Disclaimer: I don't own the characters and I don't make any money off of them.
A/N: Thanks to my wonderful beta, ritt!
Sent Away by 3rdgal
"You just can't stand for me to get any recognition for my work!"
"What?" Don Eppes yelled in disbelief.
"That's right," Charlie continued. "Every time I get an award you get that annoyed look on your face. And God forbid I should ever ask you to come to the presentation!"
"Something came up at work!"
"Right," the younger Eppes rolled his eyes.
"Fine, Charlie," Don's voice dripped with sarcasm. "Next time I'll ask the robbers to plan their job for a different day because my brother is getting an award. Think that'll work?"

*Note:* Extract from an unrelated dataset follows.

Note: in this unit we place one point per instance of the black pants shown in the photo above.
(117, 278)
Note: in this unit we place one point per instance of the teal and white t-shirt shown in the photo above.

"Whatever, man." Charlie turned away, intending to storm upstairs to his room - and ran smack into Alan Eppes' unyielding form. "Sorry, Dad," he apologized. "Your oldest son is being difficult. You might want to speak to him."
"I will," Alan assured Charlie, who cast an 'I-told-you-so' glare at Don and moved to step past his father, but was halted with a firm grip on his arm. "At the same time I have a talk with my youngest son. Both of you - couch, now." The two brothers reluctantly obeyed their father's command. He sighed as he walked to the mantle and lovingly looked at a picture of their mother. "She'd be so disappointed." He glanced at his sons. "You two have made so much progress in your relationship lately. I can't believe you're arguing over this."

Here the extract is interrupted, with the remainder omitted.